Tout bien pesé, on rit alors beaucoup, au moins en dedans. On rit en silence, la respiration en sursis de la mourante tenant lieu de bande son. Ce silence, on l'accepte aussi. Pâle et diaphane, yeux fiévreux, Maxence Reyest une impeccable agonisante, aux râles inguérissables et aux gestes finissants. En cet instant elle n'est pas seule, plutôt bien entourée, dans l'entre deux. Entourée de morts et vivants. Ce n'est au début pas si facile de distinguer les uns d'autres. De sa place, au milieu. Parmi tous ces personnages, lesquels sont donc les fantômes de ses rêves et regrets? Et parmi eux lesquels sont les derniers accompagnants- frère, soeur, docteur- ceux-là pas au mieux de leur forme, du moins dans le regard de la mourante. Les endeuillés surgissent d'une porte noire et béante, leurs gestes souffrent saccadés et leurs pas tremblent. Les fantômes nés de ses délires ultimes, sont quant à eux souvent des bons vivants, doubles bondissants, qui batifolent, se taquinent et se poursuivent dans le plus simple appareil. Dans ces deux mondes dont elle est le point de rencontre, et sous ces deux lumières, le malaise se dissipe par l'effet libérateur d'un burlesque grinçant. Cette dé-dramatisation ne tourne jamais au ridicule, pourtant. De temps en temps la presque morte s'extrait de sa situation, pour s'adresser à nous posément droit dans les yeux. Ces moments nous permettent de relâcher quelque peu la tension, et aussi de nous faire prendre conscience qu'il s'agit pour le reste d'un pur théatre sans texte. Muet mais jamais ennuyeux, parfaitement chorégraphié et joué avec jubilation- certains matérieux déja travaillés dans vieille nuit ici réordonnés. Le tout est d'une claire et irréprochable construction.
Sans ostentation, donc un beau pas vers la réalisation de l'idéal interdisciplinaire. Déja à ce stade, car je suis le témoin privilégié d'un premier filage, l'oeuvre a alors encore un mois devant elle pour s'affiner. Isabelle Esposito semble résolue à gommer de la pièce tout ce qui lui semble encore trop naturaliste en état... Pour ma part je suis heureux du premier résultat, les yeux ouvert sur l'insaissable qui se délite, l'âpre fugacité de souvenirs sitôt condamnés. Yeux ouvert sur la mort vue en face sans tricher ni happy end, mais avec lucidité et tendresse, pour exorciser les peurs et cicatriser les regrets. Elle est morte bientôt mais reste vivante... jusqu'au dernier instant.

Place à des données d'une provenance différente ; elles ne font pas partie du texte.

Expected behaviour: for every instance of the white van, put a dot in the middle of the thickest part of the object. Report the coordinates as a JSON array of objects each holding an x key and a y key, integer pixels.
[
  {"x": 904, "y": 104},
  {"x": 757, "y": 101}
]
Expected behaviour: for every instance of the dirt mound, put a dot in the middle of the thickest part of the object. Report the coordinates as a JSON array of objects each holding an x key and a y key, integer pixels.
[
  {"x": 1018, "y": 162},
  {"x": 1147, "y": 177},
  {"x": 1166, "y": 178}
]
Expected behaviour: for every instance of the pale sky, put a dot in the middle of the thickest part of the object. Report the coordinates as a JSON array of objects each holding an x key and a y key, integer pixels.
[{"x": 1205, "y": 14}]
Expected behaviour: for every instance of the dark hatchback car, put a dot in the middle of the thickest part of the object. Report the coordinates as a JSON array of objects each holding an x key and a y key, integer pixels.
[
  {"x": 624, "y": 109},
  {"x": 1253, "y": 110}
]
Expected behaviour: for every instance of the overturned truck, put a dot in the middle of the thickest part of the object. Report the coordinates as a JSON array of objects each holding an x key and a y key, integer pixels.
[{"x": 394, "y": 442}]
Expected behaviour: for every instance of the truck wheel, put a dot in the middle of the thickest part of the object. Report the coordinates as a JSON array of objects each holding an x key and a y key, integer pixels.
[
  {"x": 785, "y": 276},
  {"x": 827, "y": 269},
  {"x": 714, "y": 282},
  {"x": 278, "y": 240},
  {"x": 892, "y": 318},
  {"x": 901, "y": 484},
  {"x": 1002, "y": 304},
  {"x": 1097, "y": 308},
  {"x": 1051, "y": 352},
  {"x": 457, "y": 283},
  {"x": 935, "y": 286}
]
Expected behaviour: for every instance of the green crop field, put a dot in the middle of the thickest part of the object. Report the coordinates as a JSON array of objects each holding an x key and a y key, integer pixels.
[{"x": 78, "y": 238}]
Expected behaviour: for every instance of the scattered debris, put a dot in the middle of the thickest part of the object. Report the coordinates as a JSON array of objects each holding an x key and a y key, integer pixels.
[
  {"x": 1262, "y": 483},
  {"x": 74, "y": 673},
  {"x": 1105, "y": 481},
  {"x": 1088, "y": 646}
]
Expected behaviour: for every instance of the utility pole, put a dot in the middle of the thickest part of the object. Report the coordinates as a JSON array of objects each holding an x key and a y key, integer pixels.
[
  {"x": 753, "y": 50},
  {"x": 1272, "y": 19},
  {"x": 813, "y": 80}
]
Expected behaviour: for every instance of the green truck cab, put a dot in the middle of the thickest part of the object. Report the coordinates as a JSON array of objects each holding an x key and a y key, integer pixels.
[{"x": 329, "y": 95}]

Ce sera Je suis morte, mise en scène, chorégraphie et texte d'Isabelle Esposito, artistes interprètes : Christophe Cuby, Thomas Laroppe, Anthony Moreau, Isabel Oed, Maxence Rey, Alexia Vidals, vu en filage le 26 février, créé à partir du 25 mars à l'Espace 1789 de Saint Ouen.
lire aussi: vieille nuit
photos de Christophe Rivoiron avec l'aimable autorisation d'Isabelle Esposito
lundi, 22 mars 2010 | Lien permanent | Commentaires (2)
Isabelle Esposito: Nuit Sénile
Il y a cinq corps et six lits. Manque donc un corps... ou est-il déjà mort? Pour ce que valent les six autres corps, qui bougent comme malgré eux... Dans ce mouroir ou cette maison de fou, les six lits sont ramassés au milieu de la scène. Un espace terminal. Pas moyen de s'en échapper. Les personnages sont engoncés dans des dentelles vieillottes et des chemises de nuits blanc cassé à collerettes. Blanchis et amidonnés, êtres abandonnés, gardiens d'eux mêmes. Leurs gestes sont en morceaux. Nus du superbe du pathétique. Les mouvements s'oublient, dé-cordonnés, se répètent. Plus d'intention, les pièces du jeu d'échec sont dispersées. Les paroles sont déphasées des actions, tournées vers l'intérieur. Ouvrent des Sunset Boulevard désespérés et solitaires. La poésie est triste, belle, inattendue. C'est sans concessions ni musique, le silence pèse sur les impuissances.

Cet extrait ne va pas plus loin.